The earliest works are from 1973, including Keith/1,280, an early example of Close's use of the airbrush to build an image with dots of varying pigment densities. This technique is further explored in a set of drawings from that year, Bob I-IV, which renders one image in four different scales.
Close continued to make drawings in this style during the next few years, including eight drawings in the show that date from 1974-75. Each of these portraits is formatted identically, with the image occupying a grid that measures approximately 9 x 7 inches on a sheet of paper measuring 30 x 22 inches. By spraying even a small amount of ink into each square of the grid, Close was able to give equal importance to the entire picture. This allowed him to treat the figure and the background with equal importance, something he had not yet achieved in his paintings at this time.
Later in the decade, Close began using many different marks and strokes to equally distribute the information of the image about the working area to create his illusionary portraits.
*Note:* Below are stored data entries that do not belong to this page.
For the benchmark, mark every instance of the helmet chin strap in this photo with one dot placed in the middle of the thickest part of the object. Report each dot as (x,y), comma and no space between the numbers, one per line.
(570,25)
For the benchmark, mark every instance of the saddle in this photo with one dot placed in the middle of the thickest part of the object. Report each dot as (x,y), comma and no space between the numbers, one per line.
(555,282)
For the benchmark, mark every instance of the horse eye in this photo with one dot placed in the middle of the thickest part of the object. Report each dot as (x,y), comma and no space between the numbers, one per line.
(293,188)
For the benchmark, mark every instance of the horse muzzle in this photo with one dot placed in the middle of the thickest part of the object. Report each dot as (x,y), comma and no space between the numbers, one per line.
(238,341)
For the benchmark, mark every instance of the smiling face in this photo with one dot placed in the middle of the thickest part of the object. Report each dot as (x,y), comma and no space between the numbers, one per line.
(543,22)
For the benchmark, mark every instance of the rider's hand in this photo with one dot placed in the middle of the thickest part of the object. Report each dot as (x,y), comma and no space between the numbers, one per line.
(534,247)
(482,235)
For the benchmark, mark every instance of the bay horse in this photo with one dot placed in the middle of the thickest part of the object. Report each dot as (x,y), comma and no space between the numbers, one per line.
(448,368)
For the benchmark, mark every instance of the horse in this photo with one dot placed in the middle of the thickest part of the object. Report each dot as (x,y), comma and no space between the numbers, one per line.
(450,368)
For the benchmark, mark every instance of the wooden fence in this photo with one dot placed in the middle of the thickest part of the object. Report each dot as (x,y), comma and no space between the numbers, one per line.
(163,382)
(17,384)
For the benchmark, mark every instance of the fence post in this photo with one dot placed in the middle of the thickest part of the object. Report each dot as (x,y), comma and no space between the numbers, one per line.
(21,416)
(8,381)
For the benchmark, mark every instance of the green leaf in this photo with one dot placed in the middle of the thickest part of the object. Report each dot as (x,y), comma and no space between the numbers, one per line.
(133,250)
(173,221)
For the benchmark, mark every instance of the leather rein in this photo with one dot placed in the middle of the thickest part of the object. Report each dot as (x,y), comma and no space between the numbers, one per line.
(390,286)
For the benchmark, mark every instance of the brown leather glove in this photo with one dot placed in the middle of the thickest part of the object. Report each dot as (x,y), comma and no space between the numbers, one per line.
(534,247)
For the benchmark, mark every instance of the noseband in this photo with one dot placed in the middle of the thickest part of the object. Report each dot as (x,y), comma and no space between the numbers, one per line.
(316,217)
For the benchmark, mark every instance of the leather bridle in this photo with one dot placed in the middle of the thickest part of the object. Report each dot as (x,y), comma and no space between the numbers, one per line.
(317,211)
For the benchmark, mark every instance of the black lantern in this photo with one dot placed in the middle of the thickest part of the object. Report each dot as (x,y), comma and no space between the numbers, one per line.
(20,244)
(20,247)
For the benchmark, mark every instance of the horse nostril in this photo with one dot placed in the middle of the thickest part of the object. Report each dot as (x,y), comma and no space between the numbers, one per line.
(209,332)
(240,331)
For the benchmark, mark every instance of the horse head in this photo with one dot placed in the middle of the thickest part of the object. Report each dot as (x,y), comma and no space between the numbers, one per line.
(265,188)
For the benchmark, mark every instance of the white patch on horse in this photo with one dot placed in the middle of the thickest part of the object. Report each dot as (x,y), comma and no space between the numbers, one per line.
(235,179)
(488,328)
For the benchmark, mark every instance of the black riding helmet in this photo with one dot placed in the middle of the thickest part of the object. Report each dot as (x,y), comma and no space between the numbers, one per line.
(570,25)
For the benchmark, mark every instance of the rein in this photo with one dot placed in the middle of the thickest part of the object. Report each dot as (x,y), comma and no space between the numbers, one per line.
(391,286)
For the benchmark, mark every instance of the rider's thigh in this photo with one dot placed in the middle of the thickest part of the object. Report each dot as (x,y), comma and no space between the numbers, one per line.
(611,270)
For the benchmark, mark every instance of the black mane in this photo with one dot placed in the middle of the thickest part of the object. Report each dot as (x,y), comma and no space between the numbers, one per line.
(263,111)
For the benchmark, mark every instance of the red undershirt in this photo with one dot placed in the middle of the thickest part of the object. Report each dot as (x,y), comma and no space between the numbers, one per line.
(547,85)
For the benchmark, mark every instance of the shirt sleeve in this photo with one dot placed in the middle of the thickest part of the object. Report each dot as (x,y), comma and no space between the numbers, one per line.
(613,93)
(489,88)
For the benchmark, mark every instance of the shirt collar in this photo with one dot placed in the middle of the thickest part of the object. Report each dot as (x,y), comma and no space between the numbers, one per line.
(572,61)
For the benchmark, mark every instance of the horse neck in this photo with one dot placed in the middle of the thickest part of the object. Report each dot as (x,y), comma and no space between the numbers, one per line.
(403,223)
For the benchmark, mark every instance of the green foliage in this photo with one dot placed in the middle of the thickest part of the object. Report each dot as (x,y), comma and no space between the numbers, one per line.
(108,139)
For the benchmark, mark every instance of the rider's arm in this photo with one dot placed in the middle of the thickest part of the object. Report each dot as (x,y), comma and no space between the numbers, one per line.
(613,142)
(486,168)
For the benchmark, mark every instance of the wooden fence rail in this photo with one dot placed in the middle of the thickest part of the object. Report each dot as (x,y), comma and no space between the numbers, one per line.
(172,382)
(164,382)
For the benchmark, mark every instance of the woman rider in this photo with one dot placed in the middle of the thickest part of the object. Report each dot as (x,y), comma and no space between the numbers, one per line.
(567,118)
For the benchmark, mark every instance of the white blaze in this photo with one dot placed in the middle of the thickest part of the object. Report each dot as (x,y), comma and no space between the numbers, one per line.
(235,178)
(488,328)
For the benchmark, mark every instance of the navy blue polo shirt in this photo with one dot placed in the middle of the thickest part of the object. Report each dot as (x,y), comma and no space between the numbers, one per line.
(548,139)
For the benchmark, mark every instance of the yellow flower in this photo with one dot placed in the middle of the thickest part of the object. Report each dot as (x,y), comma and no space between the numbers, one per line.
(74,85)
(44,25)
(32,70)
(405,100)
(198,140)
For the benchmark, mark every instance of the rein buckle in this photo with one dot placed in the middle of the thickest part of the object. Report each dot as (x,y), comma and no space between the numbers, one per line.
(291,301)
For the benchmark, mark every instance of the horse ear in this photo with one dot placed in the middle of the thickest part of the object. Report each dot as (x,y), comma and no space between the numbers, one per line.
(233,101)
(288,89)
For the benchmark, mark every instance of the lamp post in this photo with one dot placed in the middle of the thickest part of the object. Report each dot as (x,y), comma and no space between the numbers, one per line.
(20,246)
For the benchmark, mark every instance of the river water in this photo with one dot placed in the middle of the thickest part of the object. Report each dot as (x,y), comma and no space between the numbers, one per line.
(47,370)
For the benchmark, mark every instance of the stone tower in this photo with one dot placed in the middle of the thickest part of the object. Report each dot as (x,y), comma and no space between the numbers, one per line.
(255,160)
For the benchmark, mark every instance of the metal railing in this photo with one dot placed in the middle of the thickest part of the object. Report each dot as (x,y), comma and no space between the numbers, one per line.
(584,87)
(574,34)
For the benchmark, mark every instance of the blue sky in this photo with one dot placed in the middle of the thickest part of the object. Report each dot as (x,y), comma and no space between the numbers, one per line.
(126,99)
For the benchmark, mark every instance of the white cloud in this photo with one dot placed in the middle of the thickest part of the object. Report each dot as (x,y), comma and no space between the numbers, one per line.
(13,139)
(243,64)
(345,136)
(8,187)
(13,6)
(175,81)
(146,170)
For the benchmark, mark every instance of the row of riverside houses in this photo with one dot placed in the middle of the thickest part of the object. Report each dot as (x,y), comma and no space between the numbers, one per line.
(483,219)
In 1976 he used a series of slash marks to create Drawing for Phil/Rubberstamp, and in 1978 he made Phil/Rubberstamp by applying his fingerprints to a stamp pad and transferring the ink to the paper in varying densities.
Closing out the decade are two works from 1979 that experiment with another medium, conté crayon, which is deployed in varied, almost gestural marks in Arnold/Conté Crayon and Self-Portrait/Conté Crayon.
Chuck Close: Drawings of the 1970s includes loans from the artist and private collections across the country. A fully illustrated catalogue, which contains an interview with Close by long-time friend and fellow artist Joe Zucker, is being published to coincide with the exhibition.